Para uma pessoa de hábitos frugais, pareceu estranha sua temporada paulista, dirigida por Miriam Muniz na qual não faltavam lantejoulas, marcações de palcos e até um pavão gigantesco compondo o cenário.
- "É, mas não foi idéia minha não. Foi idéia do produtor e da diretora, acharam que ia ter impacto por causa da novela, esses papos. Eu resolvi fazer porque gosto de experimentar, não gosto de recusar, por recusar. Mas não tinha nada a ver comigo, não.
A Miriam é uma pessoa incrível, mas muito autoritária. Aquela história de ter que entrar por aqui e sair por ali, de dizer textos, logo eu, que gosto de improvisar, de curtir em cima do que as pessoas dizem, na platéia. Mas não durou muito não. Comecei a bagunçar tudo.

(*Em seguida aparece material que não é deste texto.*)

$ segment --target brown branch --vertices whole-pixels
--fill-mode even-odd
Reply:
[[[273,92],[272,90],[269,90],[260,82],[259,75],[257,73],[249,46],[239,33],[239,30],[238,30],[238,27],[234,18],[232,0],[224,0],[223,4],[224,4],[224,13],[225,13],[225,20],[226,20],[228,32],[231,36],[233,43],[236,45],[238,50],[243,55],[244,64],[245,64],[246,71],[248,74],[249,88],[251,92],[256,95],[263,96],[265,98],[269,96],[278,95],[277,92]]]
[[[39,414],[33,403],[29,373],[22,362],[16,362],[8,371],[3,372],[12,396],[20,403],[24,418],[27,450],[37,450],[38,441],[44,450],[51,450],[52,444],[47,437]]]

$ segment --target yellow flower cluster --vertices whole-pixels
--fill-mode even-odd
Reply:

A excursão nordestina foi mais de acordo com o temperamento de Ednardo. E, de lá, ele trouxe uma nova paixão: pela música dos irmãos piauienses Clôdo, Climério e Clésio, que ele está produzindo para RCA Victor.
- " É uma coisa muito forte, tão forte que me deu vontade de produzir um disco, coisa que eu, habitualmente, nem pensaria em fazer. Mas essa coisa de rótulo é tão grande que outro dia, na papeleta do estúdio, já estava escrito assim: "Pessoal do Piauí".

No entanto, mesmo recusando rótulos, Ednardo sabe que ele representa uma ponta de uma nova estrela, a estrela dos cearenses. Ele rejeita a idéia de "movimento cearense" como contrafação de tropicalismo & baianos, lembra a multiplicidade das obras de Belchior, de Fagner e dele. Mas não nega que no fundo de tudo, tem muito a ver. Que, somados todos os trabalhos cearenses, aparece um painel imenso, uma visão nova da música e da vida brasileira.

- "Acho que aí, tudo remete às origens comuns, a coisa toda forte, incrível que foi, Fortaleza em 68, 69,70, aquelas reuniões todas as noites no Bar do Anísio, onde era um violão só e umas vinte pessoas compondo, querendo mostrar sua música. Havia tanta criatividade no ar que não cabia na cidade, então era uma neurose, uma paranóia insuportável, uma briga entre a gente a cidade, um sufoco. Até que chegou um ponto em que não podia mais, alguns tiveram que sair, que descer para o sudeste,, pra fazer alguma coisa. Quem ficou lá, foi uma loucura, teve gente que pirou, que sumiu. Fortaleza é incrível, os cearenses são criativos, a cidade é belíssima, mas nestes casos sufoca, as pessoas ficam ilhadas, porque tudo acontece no eixo Rio-São Paulo.

Ednardo não diz, mas não é difícil subtender, o verdadeiro, ou um dos verdadeiros significado da arrancada do "Pavão Mysteriozo": o vôo definitivo para além da ilha, de Fortaleza, e ao mesmo tempo, um meio de romper o monopólio do eixo, introduzindo uma voz nova no coro geral de contentes & descontentes, a voz do Bar do Anísio. Primeiro vem o Pavão voando alto, depois já vem o Artigo 26, borbulhando. Depois, quem sabe, virá Ednardo, definitivamente.